Once he was actually outside of his son’s door, the decorated war veteran hesitated again. There were so many ways this could go wrong. And so few it could go right. He took a deep breath and tried.
“Hey, mijo,” Eddie said softly as he poked his head into his son’s room.
On the bed Chris poked his head up from his blankets, his eyes red with tears.
“Dinner is almost ready. Can you come out and talk?”
Chris sniffled, but slowly crawled out of his nest of blankets and walked straight into his dads legs.
Somewhat shocked, Eddie reached down to hold his kid and rub a soothing hand up and down his back. “Do you want me to carry you?” Eddie asked.
Chris nodded silently.
Eddie relished the chance to hold his kid like this. At 9 years old Chris kept insisting that he was ‘too old’ to be carried places. Intellectually, Eddie knew he should probably be concerned that Chris was so upset he was allowing himself to be carried, but honestly right now he just wanted to hold his kid.
“Hey, Superman,” Buck set down the last plate of pasta down on the table and started reaching for napkins. “How are you feeling?”
Chris shrugged.
“Do you want to talk about it?” Eddie asked.
Chris shook his head.
Eddie sighed and looked to Buck, lost.
“Hey,” Buck started awkwardly. “I know Christmas when your favorite people aren’t around isn’t as fun. But just because we won’t be there on Christmas day doesn’t mean that we can’t still have Christmas!”
“Yeah, we can still do all the same things we always do for Christmas. Just on a different day. I bet if you ask nicely, Buck will even come by for our early Christmas.” He tried to catch his son’s eye, but Chris just stared down at his food.
“Of course!” Buck said emphatically. “I would be honored!”
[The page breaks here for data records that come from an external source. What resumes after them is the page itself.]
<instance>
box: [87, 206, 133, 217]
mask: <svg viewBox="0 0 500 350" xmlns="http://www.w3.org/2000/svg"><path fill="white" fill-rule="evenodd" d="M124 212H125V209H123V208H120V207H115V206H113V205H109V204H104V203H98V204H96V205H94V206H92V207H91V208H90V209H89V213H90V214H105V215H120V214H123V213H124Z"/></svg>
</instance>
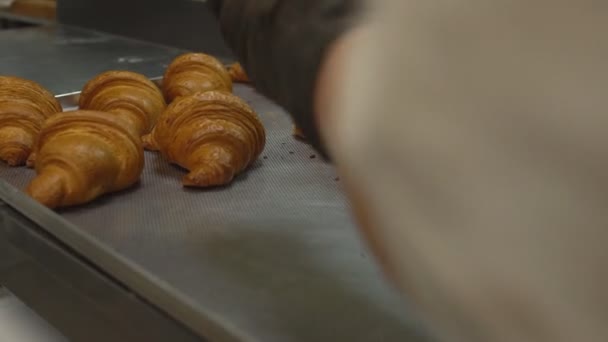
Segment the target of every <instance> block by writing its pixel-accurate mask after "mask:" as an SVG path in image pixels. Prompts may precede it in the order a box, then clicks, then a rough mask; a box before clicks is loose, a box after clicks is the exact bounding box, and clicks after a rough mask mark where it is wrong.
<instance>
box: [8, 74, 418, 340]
mask: <svg viewBox="0 0 608 342" xmlns="http://www.w3.org/2000/svg"><path fill="white" fill-rule="evenodd" d="M155 81H156V82H159V81H160V80H159V79H155ZM235 93H236V94H237V95H239V96H240V97H242V98H243V99H245V100H246V101H247V102H248V103H250V105H251V106H252V107H253V108H254V109H255V110H256V111H257V112H258V114H259V115H260V118H261V120H262V122H263V123H264V125H265V127H266V130H267V146H266V149H265V151H264V152H263V154H262V156H261V157H260V159H259V160H258V162H257V163H256V164H255V165H253V167H252V168H251V169H250V170H249V171H248V172H247V173H245V174H243V175H242V176H240V177H239V178H238V179H237V180H236V181H235V182H234V184H232V185H231V186H228V187H224V188H220V189H212V190H193V189H185V188H183V187H182V186H181V184H180V179H181V177H182V176H183V174H184V172H183V170H180V169H178V168H176V167H173V166H171V165H169V164H168V163H167V162H166V161H165V160H163V158H162V157H161V156H159V155H158V154H155V153H149V152H146V168H145V171H144V174H143V175H142V180H141V183H140V184H139V185H138V186H136V187H134V188H132V189H130V190H127V191H124V192H121V193H117V194H113V195H108V196H104V197H103V198H100V199H98V200H96V201H94V202H93V203H91V204H88V205H84V206H81V207H77V208H72V209H67V210H61V211H58V212H52V211H50V210H47V209H46V208H43V207H42V206H40V205H38V204H37V203H34V202H33V201H32V200H30V199H29V198H27V196H25V195H24V194H23V193H22V192H21V191H20V190H19V189H23V188H24V187H25V186H26V185H27V183H28V182H29V181H30V180H31V179H32V177H33V176H34V173H33V171H32V170H29V169H26V168H8V167H7V166H5V165H3V164H0V180H2V179H3V180H4V181H5V182H6V183H7V184H8V185H7V184H2V182H1V181H0V200H3V201H5V202H7V203H8V204H9V205H11V206H13V207H14V208H15V209H16V210H18V211H20V212H21V213H23V214H24V215H26V216H27V217H29V218H30V219H31V220H33V221H35V222H36V223H38V224H40V225H41V226H43V227H44V228H45V229H46V230H48V232H49V233H50V234H52V235H53V236H55V237H56V238H58V239H59V240H61V241H63V242H64V243H66V244H67V245H69V246H70V248H73V249H75V250H76V251H77V252H79V253H80V254H82V255H83V256H85V257H86V258H88V259H89V260H90V262H92V263H93V264H95V265H97V266H98V267H100V268H101V269H103V270H104V271H105V272H107V273H109V274H110V275H112V276H114V277H116V278H117V279H120V281H121V282H123V283H124V284H126V285H127V286H129V287H130V288H132V289H133V290H134V291H136V292H137V293H138V294H139V295H140V296H142V297H143V298H145V299H146V300H148V301H149V302H150V303H152V304H154V305H156V306H158V307H159V308H161V309H162V310H163V311H165V312H166V313H168V314H169V315H171V316H172V317H174V318H175V319H177V320H179V321H180V322H182V323H183V324H185V325H186V326H188V327H189V328H190V329H192V330H193V331H194V332H197V333H199V334H201V335H204V336H206V337H208V338H209V339H210V340H218V341H224V340H230V339H234V340H252V341H269V342H272V341H287V342H289V341H350V342H356V341H422V340H426V338H424V337H422V336H423V335H422V334H420V333H419V327H418V325H417V324H416V323H415V320H414V319H413V316H412V315H411V314H410V313H409V312H408V310H407V308H406V307H405V305H404V303H403V302H402V300H401V299H400V297H399V296H398V295H397V294H396V293H395V292H394V291H393V290H392V288H391V287H390V286H389V285H388V284H387V283H386V282H385V281H384V278H383V277H382V273H381V272H380V270H379V269H378V267H377V266H376V264H375V263H374V261H373V258H372V257H371V256H370V253H369V252H368V249H367V248H366V246H365V245H364V244H363V243H362V241H361V239H360V237H359V234H358V232H357V229H356V226H355V225H354V223H353V221H352V219H351V214H350V211H349V206H348V204H347V201H346V199H345V196H344V194H343V191H342V187H341V183H340V179H339V177H338V175H337V173H336V171H335V169H334V168H333V166H332V165H330V164H328V163H326V162H324V161H323V160H322V159H321V158H319V157H317V154H316V152H315V151H314V150H313V149H312V148H311V147H310V146H308V145H307V144H305V143H303V142H300V141H297V140H296V139H294V138H293V136H292V122H291V120H290V119H289V116H288V115H287V114H286V113H285V112H284V111H283V110H282V109H281V108H280V107H278V106H276V105H275V104H273V103H272V102H270V101H268V100H267V99H266V98H264V97H263V96H261V95H259V94H257V93H256V92H255V91H254V90H253V89H251V88H249V87H247V86H244V85H237V86H236V87H235ZM78 95H79V94H78V93H69V94H63V95H60V96H59V99H60V100H61V102H62V104H63V105H64V107H65V109H67V110H69V109H74V108H75V107H76V106H77V103H78V101H77V100H78Z"/></svg>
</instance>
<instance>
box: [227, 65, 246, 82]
mask: <svg viewBox="0 0 608 342" xmlns="http://www.w3.org/2000/svg"><path fill="white" fill-rule="evenodd" d="M228 74H229V75H230V78H231V79H232V82H238V83H249V76H247V73H246V72H245V69H243V66H242V65H241V63H234V64H231V65H230V66H228Z"/></svg>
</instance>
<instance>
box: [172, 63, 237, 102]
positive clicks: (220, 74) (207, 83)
mask: <svg viewBox="0 0 608 342" xmlns="http://www.w3.org/2000/svg"><path fill="white" fill-rule="evenodd" d="M212 90H219V91H226V92H232V80H231V78H230V75H229V74H228V71H227V70H226V69H225V68H224V65H223V64H222V63H221V62H220V61H218V60H217V59H216V58H214V57H212V56H209V55H206V54H203V53H188V54H184V55H181V56H179V57H177V58H176V59H175V60H174V61H173V62H171V64H170V65H169V67H168V68H167V70H166V72H165V75H164V78H163V92H164V94H165V99H166V100H167V102H169V103H170V102H173V100H175V99H176V98H178V97H180V96H188V95H193V94H195V93H199V92H205V91H212Z"/></svg>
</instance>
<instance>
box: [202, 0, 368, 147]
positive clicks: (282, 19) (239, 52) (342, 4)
mask: <svg viewBox="0 0 608 342" xmlns="http://www.w3.org/2000/svg"><path fill="white" fill-rule="evenodd" d="M208 2H209V4H210V6H211V8H212V10H213V11H214V12H215V13H216V14H217V15H218V17H219V19H220V24H221V28H222V32H223V34H224V38H225V39H226V41H227V43H228V45H229V46H230V47H231V48H232V49H233V51H234V52H235V54H236V56H237V57H238V59H239V60H240V62H241V64H242V65H243V67H244V68H245V70H246V71H247V74H248V76H249V78H250V80H251V82H252V83H253V84H254V86H255V87H256V88H257V89H258V90H259V91H260V92H261V93H263V94H264V95H266V96H268V97H269V98H271V99H272V100H274V101H275V102H277V103H278V104H279V105H281V106H283V107H284V108H285V109H286V110H287V111H289V112H290V113H291V115H292V116H293V118H294V120H295V122H296V124H297V125H298V126H299V127H300V128H301V129H302V130H303V131H304V134H305V135H306V137H307V138H308V139H309V140H310V142H311V143H312V144H313V146H315V147H316V148H317V149H319V150H320V151H321V152H324V149H323V147H322V146H323V145H322V143H321V139H320V135H319V132H318V130H317V128H316V125H315V120H314V115H313V101H314V99H313V96H314V90H315V86H316V81H317V76H318V71H319V68H320V66H321V63H322V62H323V59H324V57H325V54H326V52H327V49H328V47H329V46H330V45H331V44H332V43H333V42H334V41H335V40H336V39H337V38H338V37H339V36H340V35H342V34H343V33H344V32H345V31H346V30H348V29H349V28H350V27H351V26H352V25H353V23H354V21H355V20H356V16H357V14H358V13H359V12H360V11H359V10H360V7H361V6H360V3H361V0H215V1H208Z"/></svg>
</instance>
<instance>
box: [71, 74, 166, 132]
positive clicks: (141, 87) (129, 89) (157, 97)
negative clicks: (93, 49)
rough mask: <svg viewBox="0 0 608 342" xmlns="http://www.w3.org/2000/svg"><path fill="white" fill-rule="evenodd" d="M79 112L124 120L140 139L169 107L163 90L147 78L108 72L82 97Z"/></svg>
mask: <svg viewBox="0 0 608 342" xmlns="http://www.w3.org/2000/svg"><path fill="white" fill-rule="evenodd" d="M79 104H80V109H85V110H94V111H102V112H110V113H114V114H117V115H120V116H122V117H124V118H125V119H126V120H127V121H128V122H129V124H130V125H131V126H133V127H134V128H135V129H136V131H138V132H139V134H140V135H144V134H147V133H149V132H150V130H151V129H152V127H154V125H155V124H156V121H157V120H158V117H159V116H160V114H161V113H162V112H163V111H164V110H165V108H166V107H167V104H166V102H165V99H164V97H163V94H162V92H161V91H160V89H159V88H158V87H157V86H156V85H155V84H154V83H152V81H150V80H149V79H148V78H146V77H145V76H144V75H141V74H137V73H134V72H130V71H108V72H104V73H102V74H100V75H98V76H96V77H95V78H93V79H92V80H90V81H89V82H88V83H87V84H86V85H85V86H84V88H83V90H82V93H81V94H80V100H79Z"/></svg>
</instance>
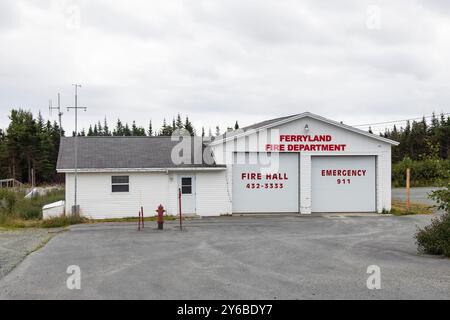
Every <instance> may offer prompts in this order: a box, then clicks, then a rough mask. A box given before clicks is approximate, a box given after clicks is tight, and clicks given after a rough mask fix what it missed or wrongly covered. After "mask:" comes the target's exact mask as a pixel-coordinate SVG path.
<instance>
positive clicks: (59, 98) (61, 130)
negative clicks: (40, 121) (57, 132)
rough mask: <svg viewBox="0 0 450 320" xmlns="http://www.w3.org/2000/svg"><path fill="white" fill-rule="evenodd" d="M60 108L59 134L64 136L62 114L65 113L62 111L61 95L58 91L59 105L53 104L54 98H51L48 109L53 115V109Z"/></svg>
mask: <svg viewBox="0 0 450 320" xmlns="http://www.w3.org/2000/svg"><path fill="white" fill-rule="evenodd" d="M54 109H55V110H58V118H59V135H60V136H62V123H61V122H62V121H61V118H62V115H63V113H62V112H61V95H60V94H59V92H58V105H57V106H53V103H52V100H51V99H50V101H49V104H48V111H49V112H50V115H52V110H54Z"/></svg>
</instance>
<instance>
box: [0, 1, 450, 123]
mask: <svg viewBox="0 0 450 320" xmlns="http://www.w3.org/2000/svg"><path fill="white" fill-rule="evenodd" d="M72 83H80V84H82V85H83V87H82V88H81V89H80V91H79V95H80V96H79V103H80V105H81V106H86V107H88V111H87V112H86V113H84V112H83V113H81V114H80V123H81V127H83V126H84V127H87V126H88V123H92V122H94V121H96V120H102V119H103V118H104V117H105V116H106V117H107V119H108V121H109V124H110V127H112V126H113V123H115V121H116V120H117V118H120V119H122V120H123V121H129V122H131V121H132V120H133V119H135V120H136V121H137V123H138V124H139V125H142V126H145V127H147V125H148V122H149V120H150V119H152V120H153V122H154V127H155V126H156V127H159V126H160V125H161V122H162V119H163V118H164V117H165V118H167V119H168V120H169V121H171V119H172V117H174V116H176V114H177V113H178V112H179V113H181V114H182V116H183V117H184V116H185V115H189V117H190V118H191V119H192V121H193V122H194V125H195V126H196V128H197V129H198V130H200V128H201V126H205V127H206V130H208V128H209V127H211V128H213V131H214V127H215V126H216V125H220V127H221V128H222V129H224V128H225V127H226V126H232V125H233V124H234V122H235V120H239V122H240V124H241V126H243V125H248V124H252V123H254V122H257V121H261V120H265V119H269V118H272V117H278V116H283V115H289V114H294V113H300V112H303V111H310V112H314V113H317V114H319V115H322V116H325V117H328V118H330V119H333V120H338V121H344V122H345V123H347V124H360V123H366V122H377V121H387V120H396V119H404V118H412V117H417V116H421V115H428V114H431V112H433V111H436V112H449V111H450V107H449V106H450V1H446V0H423V1H419V0H416V1H414V0H404V1H401V0H396V1H364V0H363V1H361V0H355V1H350V0H347V1H346V0H340V1H318V0H311V1H291V0H277V1H268V0H264V1H261V0H223V1H215V0H203V1H202V0H173V1H172V0H160V1H152V0H150V1H149V0H145V1H144V0H142V1H140V0H139V1H138V0H131V1H130V0H127V1H125V0H122V1H111V0H83V1H75V0H73V1H70V0H67V1H66V0H39V1H32V0H29V1H25V0H1V1H0V127H5V126H6V125H7V123H8V113H9V110H10V108H12V107H22V108H26V109H30V110H32V111H33V112H38V111H39V110H41V111H42V114H43V115H44V116H45V117H48V116H49V114H48V100H49V99H50V98H52V99H53V100H54V101H55V100H56V96H57V92H61V95H62V104H63V106H64V107H66V106H72V105H73V100H74V98H73V88H72V87H71V84H72ZM53 118H54V119H56V117H55V115H53ZM72 124H73V111H71V112H69V113H67V112H66V111H65V114H64V116H63V126H64V127H65V129H66V130H67V131H70V130H72V129H73V125H72Z"/></svg>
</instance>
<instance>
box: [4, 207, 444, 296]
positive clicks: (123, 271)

“You don’t get it.” Chris muttered bitterly. “That won’t help.”
“Can you explain it to us, buddy?” Buck asked.
“It won’t be the same. Mom’s not here.”
Eddie felt his heart shatter in his chest. “I know,” he said sadly. “And it’s ok to feel sad. But it’s going to be ok. We can still do all the traditions that you and mom used to do. I know she loved doing Christmas with you. Then it’ll feel like she’s still here with us.”
“I don’t want to pretend everything's ok. It’s not!” Chris slammed his tiny fist onto the table. “It can’t be the same as last year. It won’t be.”
Eddie knelt in front of his son. “I know, mijo. It’s not going to be the same. But maybe we can find a way to be happy anyways?”
“What if we try new traditions?” Buck asked. “No one wants to erase the memories you have with your mom. Or replace them.” Buck gave a small smile, “I have some ideas for ones we can try out. We can make a rating system- decide which ones want to keep and which we can skip. You get to lead the charge Superman. You just have to trust us.”
Chris nodded. “Ok. I guess we can try.”
“That’s all I’m asking.” Buck pulled his two favorite boys into a hug.